While still considered relatively short, delays nevertheless have cropped up for the start of commercial operations at Sempra’s Costa Azul liquefied natural gas (LNG) receiving terminal along the Pacific Coast of North Baja California in Mexico, delays in the close of its joint venture trading operation with the Royal Bank of Scotland (RBS) and its higher buy-in capital cost, the continued delay of its San Diego Gas and Electric Co. (SDG&E) proposed Sunrise PowerLink 500-kV electric transmission line from the Imperial Valley, and a longer than planned outage spanning three months at its merchant El Dorado generation plant in southern Nevada in the fourth quarter.

Any income impacts from the LNG project delays from the first to the second quarter this year are “negligible,” according to Sempra CEO Donald Felsinger, who emphasized the excitement in the prospect of opening the West’s first LNG receiving terminal. Even the move by California to impose what Felsinger characterized as “some of the most stringent gas quality specifications in the world” does not phase Sempra, and the company last year quickly added a $125 million nitrogen injection facility at Costa Azul to meet these quality specifications because the added equipment will allow Sempra to process supplies from more varied sources around the world.

Felsinger quoted Federal Energy Regulatory Commission Chairman Joseph Kelliher’s recent prediction that the United States would become the world’s largest LNG importer by 2011, and he said the opening of the West Coast terminal by Sempra makes it the only nation with Atlantic and Pacific Ocean-based receipt capability.

Even though delayed, Felsinger assured questioning financial analysts that all of the expected major milestones are going to be accomplished this year, headed by the LNG terminal opening and the closing of the RBS trading joint venture.

While finishing the RBS trading deal “has taken a little longer than anticipated, I don’t think anyone anticipated the type of financial turmoil that has resulted from the subprime mortgage situation,” CFO Mark Snell said.
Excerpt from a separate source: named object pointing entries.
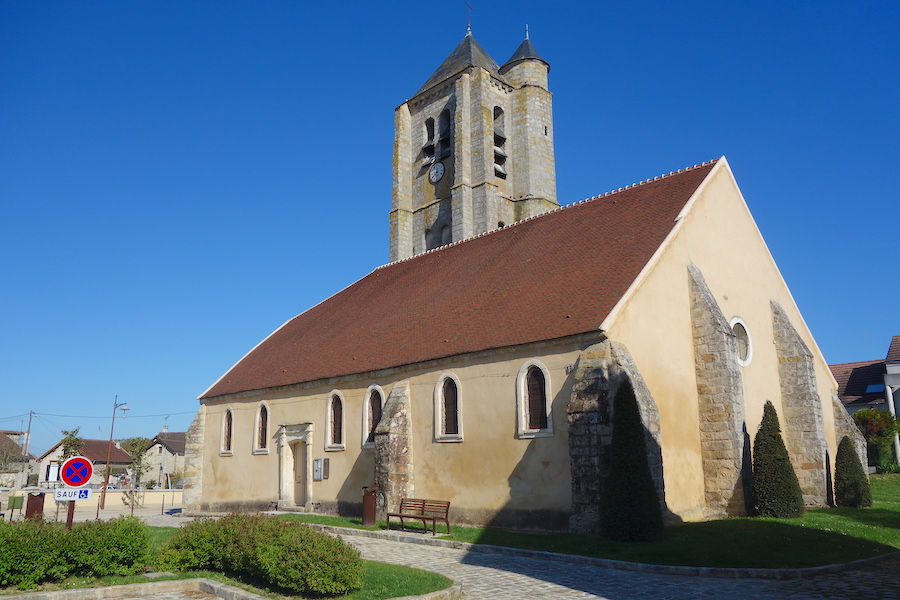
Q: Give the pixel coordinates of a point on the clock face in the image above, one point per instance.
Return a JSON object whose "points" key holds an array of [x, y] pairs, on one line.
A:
{"points": [[436, 172]]}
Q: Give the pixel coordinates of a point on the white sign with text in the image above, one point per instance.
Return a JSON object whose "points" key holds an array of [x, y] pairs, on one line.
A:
{"points": [[63, 495]]}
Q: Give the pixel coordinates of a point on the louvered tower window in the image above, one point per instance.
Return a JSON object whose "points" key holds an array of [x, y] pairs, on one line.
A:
{"points": [[500, 155]]}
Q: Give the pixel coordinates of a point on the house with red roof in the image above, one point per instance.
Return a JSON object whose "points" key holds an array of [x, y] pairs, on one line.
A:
{"points": [[863, 384], [480, 364]]}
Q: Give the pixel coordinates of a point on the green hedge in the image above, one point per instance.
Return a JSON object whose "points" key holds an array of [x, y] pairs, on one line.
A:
{"points": [[35, 551], [286, 554], [630, 508], [851, 484], [776, 490]]}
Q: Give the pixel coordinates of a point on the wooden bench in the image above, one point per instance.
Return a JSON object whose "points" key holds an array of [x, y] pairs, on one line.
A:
{"points": [[423, 510]]}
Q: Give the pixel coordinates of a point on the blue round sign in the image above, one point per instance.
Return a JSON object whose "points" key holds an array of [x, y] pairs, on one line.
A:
{"points": [[76, 471]]}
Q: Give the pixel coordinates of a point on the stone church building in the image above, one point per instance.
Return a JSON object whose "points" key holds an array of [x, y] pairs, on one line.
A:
{"points": [[479, 365]]}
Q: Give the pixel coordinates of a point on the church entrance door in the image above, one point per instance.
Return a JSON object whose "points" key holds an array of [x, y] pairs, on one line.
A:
{"points": [[300, 475]]}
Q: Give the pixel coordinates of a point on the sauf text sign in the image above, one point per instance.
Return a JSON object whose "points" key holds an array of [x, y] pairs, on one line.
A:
{"points": [[63, 495]]}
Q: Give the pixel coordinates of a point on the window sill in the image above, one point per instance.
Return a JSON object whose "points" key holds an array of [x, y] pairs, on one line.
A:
{"points": [[531, 434]]}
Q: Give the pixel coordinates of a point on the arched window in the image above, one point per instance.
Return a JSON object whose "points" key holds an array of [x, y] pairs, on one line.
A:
{"points": [[335, 419], [372, 415], [499, 144], [262, 430], [533, 401], [227, 429], [428, 146], [447, 410], [444, 138], [537, 398], [743, 347]]}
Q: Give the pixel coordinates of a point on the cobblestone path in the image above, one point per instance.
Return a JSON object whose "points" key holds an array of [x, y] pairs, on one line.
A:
{"points": [[496, 577]]}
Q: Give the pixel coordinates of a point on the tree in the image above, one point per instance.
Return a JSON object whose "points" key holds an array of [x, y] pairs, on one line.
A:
{"points": [[851, 486], [72, 445], [879, 428], [630, 508], [136, 447], [776, 490]]}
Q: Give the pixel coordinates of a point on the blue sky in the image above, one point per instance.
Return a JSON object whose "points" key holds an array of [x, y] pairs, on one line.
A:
{"points": [[178, 179]]}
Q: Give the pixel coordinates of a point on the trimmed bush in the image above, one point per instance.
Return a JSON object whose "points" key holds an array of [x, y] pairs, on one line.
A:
{"points": [[303, 559], [34, 551], [117, 547], [630, 508], [286, 554], [776, 490], [851, 485]]}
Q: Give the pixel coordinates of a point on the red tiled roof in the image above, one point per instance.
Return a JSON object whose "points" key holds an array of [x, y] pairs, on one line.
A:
{"points": [[548, 277], [893, 355], [854, 378]]}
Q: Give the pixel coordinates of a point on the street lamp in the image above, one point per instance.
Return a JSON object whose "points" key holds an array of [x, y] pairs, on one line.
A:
{"points": [[112, 425]]}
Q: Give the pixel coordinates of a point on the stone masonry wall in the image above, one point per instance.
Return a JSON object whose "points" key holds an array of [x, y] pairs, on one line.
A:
{"points": [[802, 407], [720, 397], [601, 369], [394, 474], [193, 462]]}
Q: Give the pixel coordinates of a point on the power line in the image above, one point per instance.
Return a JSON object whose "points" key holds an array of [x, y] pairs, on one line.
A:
{"points": [[192, 412]]}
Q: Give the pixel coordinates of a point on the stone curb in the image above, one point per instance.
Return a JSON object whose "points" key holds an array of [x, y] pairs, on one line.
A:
{"points": [[719, 572], [220, 590]]}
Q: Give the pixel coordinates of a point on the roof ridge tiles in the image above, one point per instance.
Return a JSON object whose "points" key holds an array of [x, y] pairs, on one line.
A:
{"points": [[550, 212]]}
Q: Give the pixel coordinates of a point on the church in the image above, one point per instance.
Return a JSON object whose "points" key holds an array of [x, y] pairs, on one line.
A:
{"points": [[480, 364]]}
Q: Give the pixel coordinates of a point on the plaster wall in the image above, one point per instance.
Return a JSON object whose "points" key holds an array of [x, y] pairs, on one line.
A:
{"points": [[489, 473], [720, 237]]}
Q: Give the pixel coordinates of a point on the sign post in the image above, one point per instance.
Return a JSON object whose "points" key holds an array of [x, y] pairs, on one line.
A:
{"points": [[76, 472]]}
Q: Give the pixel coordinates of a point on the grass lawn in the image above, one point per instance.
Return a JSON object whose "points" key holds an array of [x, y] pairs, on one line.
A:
{"points": [[822, 536], [380, 581]]}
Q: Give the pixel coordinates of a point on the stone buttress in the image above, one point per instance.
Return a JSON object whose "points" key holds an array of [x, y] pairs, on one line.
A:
{"points": [[394, 474], [724, 443], [601, 369]]}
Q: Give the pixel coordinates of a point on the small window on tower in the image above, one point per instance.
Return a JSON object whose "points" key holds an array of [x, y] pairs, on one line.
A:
{"points": [[500, 155], [428, 148], [444, 135]]}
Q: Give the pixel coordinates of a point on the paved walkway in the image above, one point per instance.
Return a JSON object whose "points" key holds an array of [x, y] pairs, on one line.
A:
{"points": [[487, 576], [496, 577]]}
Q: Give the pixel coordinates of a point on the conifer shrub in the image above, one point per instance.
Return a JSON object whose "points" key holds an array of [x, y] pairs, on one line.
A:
{"points": [[851, 485], [34, 551], [776, 490], [287, 554], [31, 552], [630, 508]]}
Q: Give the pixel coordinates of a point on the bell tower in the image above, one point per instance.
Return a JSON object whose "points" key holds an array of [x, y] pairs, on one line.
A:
{"points": [[473, 149]]}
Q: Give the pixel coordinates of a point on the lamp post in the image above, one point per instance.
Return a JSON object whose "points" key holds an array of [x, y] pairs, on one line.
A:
{"points": [[112, 425]]}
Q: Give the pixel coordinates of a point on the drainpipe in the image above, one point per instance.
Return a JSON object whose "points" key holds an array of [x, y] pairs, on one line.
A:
{"points": [[892, 383]]}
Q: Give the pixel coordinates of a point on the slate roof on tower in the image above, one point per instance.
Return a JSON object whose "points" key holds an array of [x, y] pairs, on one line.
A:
{"points": [[525, 51], [548, 277], [468, 53]]}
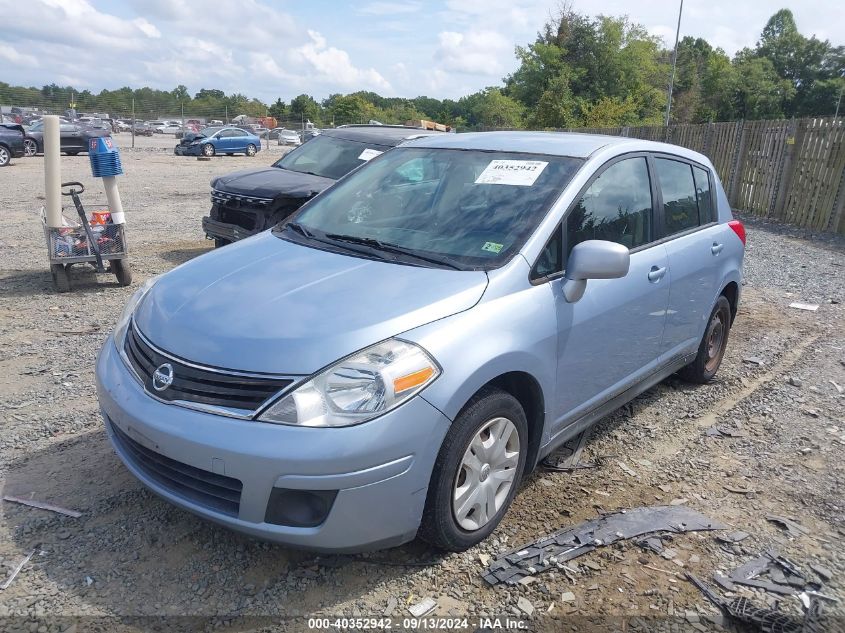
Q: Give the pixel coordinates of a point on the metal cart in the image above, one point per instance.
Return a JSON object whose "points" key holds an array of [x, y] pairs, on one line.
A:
{"points": [[89, 242]]}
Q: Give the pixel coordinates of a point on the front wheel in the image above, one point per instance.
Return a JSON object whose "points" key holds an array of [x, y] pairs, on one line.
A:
{"points": [[477, 472], [711, 350]]}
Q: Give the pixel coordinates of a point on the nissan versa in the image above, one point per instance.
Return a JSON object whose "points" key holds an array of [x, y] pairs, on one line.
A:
{"points": [[393, 359]]}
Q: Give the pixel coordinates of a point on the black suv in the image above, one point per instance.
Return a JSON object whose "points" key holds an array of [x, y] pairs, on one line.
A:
{"points": [[250, 201], [11, 142]]}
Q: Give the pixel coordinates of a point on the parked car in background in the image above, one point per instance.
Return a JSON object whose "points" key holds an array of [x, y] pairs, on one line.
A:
{"points": [[288, 137], [247, 202], [398, 356], [143, 129], [169, 128], [11, 142], [73, 137], [219, 140]]}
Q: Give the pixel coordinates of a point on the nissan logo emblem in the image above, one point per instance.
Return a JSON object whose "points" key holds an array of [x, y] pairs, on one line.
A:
{"points": [[163, 377]]}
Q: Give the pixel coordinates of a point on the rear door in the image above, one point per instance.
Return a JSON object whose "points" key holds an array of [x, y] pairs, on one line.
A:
{"points": [[694, 243], [611, 337]]}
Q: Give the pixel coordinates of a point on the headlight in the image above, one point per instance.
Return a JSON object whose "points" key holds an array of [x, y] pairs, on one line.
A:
{"points": [[358, 388], [126, 316]]}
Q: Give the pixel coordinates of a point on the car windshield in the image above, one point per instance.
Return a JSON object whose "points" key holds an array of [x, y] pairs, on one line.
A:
{"points": [[329, 156], [465, 209]]}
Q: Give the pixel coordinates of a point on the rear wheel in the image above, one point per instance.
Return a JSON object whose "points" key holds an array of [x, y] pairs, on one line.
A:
{"points": [[477, 472], [61, 277], [711, 350]]}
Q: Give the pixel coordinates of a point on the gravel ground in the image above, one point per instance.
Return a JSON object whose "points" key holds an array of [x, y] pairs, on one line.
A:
{"points": [[131, 558]]}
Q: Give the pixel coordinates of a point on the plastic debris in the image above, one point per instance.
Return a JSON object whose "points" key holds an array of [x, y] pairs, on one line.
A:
{"points": [[422, 608], [555, 549], [42, 506], [16, 571]]}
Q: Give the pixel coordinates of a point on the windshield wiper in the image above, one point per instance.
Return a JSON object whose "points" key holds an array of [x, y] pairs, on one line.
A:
{"points": [[296, 226], [391, 248]]}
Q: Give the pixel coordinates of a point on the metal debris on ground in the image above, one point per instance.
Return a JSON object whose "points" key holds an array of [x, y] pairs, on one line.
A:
{"points": [[810, 307], [764, 619], [42, 506], [555, 549], [16, 571], [422, 608], [790, 526], [773, 573]]}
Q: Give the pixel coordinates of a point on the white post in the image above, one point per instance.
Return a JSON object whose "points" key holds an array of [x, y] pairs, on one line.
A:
{"points": [[52, 171], [113, 197]]}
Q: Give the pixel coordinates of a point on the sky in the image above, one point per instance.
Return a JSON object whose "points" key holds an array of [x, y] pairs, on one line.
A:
{"points": [[281, 48]]}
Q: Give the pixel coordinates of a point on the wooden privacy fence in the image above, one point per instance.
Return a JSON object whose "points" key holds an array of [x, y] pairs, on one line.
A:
{"points": [[789, 170]]}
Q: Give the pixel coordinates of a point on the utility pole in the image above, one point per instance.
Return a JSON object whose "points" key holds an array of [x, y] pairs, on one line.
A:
{"points": [[674, 63]]}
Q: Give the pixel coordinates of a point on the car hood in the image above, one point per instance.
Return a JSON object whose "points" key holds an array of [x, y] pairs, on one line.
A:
{"points": [[270, 182], [265, 304]]}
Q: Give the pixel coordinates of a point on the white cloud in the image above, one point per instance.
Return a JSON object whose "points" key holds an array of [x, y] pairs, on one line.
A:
{"points": [[474, 52], [12, 56], [334, 65]]}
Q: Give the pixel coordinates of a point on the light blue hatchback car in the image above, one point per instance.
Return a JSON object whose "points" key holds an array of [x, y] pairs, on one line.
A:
{"points": [[392, 360]]}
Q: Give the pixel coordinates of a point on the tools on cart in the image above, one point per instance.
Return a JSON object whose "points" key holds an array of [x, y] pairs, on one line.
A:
{"points": [[95, 239]]}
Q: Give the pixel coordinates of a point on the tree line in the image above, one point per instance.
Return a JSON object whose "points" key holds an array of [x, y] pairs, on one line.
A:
{"points": [[580, 71]]}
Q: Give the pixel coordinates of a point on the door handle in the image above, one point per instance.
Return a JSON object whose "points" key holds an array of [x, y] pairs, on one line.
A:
{"points": [[656, 273]]}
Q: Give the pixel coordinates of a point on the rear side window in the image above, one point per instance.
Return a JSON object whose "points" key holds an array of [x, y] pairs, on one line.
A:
{"points": [[680, 205], [702, 193], [616, 207]]}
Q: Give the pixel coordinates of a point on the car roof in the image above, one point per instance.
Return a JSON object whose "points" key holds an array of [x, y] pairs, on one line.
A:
{"points": [[379, 134], [571, 144]]}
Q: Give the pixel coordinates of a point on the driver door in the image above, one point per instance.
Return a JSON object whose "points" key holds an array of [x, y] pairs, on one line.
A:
{"points": [[611, 338]]}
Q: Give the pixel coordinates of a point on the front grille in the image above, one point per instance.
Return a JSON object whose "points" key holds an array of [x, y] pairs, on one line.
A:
{"points": [[215, 492], [204, 386], [238, 200]]}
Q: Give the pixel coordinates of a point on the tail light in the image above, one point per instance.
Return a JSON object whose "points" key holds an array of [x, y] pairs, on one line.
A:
{"points": [[739, 229]]}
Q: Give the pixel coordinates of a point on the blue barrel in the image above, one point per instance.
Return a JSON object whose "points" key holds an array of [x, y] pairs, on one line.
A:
{"points": [[104, 157]]}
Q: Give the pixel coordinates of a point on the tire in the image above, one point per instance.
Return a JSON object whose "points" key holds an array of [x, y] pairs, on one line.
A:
{"points": [[711, 350], [443, 524], [61, 277], [121, 270]]}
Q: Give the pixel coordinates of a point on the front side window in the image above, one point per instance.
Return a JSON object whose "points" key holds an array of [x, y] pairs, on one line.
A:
{"points": [[472, 209], [680, 204], [617, 207], [329, 156]]}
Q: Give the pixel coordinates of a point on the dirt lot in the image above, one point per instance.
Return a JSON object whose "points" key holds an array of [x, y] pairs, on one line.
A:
{"points": [[131, 557]]}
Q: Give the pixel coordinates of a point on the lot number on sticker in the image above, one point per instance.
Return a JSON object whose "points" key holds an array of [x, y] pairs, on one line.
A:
{"points": [[521, 173], [368, 154]]}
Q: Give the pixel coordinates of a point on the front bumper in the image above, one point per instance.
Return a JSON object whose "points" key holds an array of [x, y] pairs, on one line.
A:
{"points": [[380, 469], [224, 230]]}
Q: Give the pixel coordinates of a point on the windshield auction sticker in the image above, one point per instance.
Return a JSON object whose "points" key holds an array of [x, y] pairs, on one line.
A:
{"points": [[521, 173], [368, 154]]}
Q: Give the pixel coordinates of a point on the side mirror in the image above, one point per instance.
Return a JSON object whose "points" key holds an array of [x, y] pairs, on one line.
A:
{"points": [[594, 259]]}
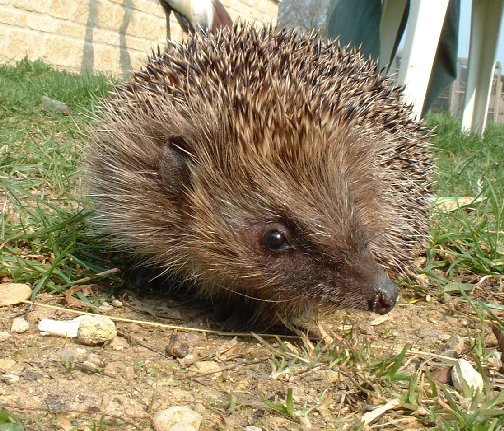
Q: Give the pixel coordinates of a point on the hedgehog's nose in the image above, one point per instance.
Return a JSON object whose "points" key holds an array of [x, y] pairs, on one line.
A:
{"points": [[385, 296]]}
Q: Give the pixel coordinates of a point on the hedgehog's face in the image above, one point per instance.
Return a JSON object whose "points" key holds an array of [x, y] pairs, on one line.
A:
{"points": [[289, 228]]}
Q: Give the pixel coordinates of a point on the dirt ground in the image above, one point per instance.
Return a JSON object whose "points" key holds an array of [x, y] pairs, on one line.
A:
{"points": [[59, 384]]}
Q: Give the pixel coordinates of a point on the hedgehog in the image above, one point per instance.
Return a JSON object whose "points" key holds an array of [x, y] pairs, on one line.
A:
{"points": [[276, 174]]}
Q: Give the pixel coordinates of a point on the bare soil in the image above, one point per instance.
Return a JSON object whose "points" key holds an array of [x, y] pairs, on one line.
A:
{"points": [[62, 385]]}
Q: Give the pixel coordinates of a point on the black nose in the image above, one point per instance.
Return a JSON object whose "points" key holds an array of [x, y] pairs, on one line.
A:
{"points": [[385, 296]]}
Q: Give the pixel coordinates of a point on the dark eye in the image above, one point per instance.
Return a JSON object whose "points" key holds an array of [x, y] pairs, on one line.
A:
{"points": [[274, 240]]}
This has made it “understandably difficult” for federal regulators to give the Sempra-RBS transaction the attention it needed. “We’re getting there, and we expect to get the Federal Reserve final buy off soon and close shortly thereafter — perhaps before April 1,” he said.

“RBS is meeting with us daily, they are ready to integrate the two businesses [into RBS Sempra Commodities] and from the get-go we’ll be ready to move forward.”

In response to other questions about merchant generation projects and possible asset acquisitions, both Snell and Felsinger indicated that once the RBS trading transformation is done, Sempra will be in a stronger position to take on new ventures. Market considerations, however, are still holding up the development of a 500-600 MW gas-fired combined-cycle generation plant in Maryland. New, higher PJM Interconnection pricing is one of the incentives to build there, the Sempra officials said, but they have to wait for the market to be just right.

“We’ve had a site for this project for a number of years and we haven’t developed it because the market has not given us the right pricing,” Felsinger said. “As we look at what is taking place right now in PJM, which has proposed for capacity payments in 2011, and if these payments, in fact, get approved by FERC, which we think they will, and if the local issues on taxes and construction costs can get to a level at which they make sense to us, this is a project we’ll move forward with. Now, there are still a few open items, but it looks pretty positive from the perspective of today.”

Construction costs now ($900 to $1,000/kW of capacity) cannot support new generation without capacity pricing by PJM, Felsinger said. “When we look at what is happening with PJM, we see they need capacity, and we think their proposed prices will support new generation getting built. We also think we have one of the few sites [in PJM] that is ready to be built upon.”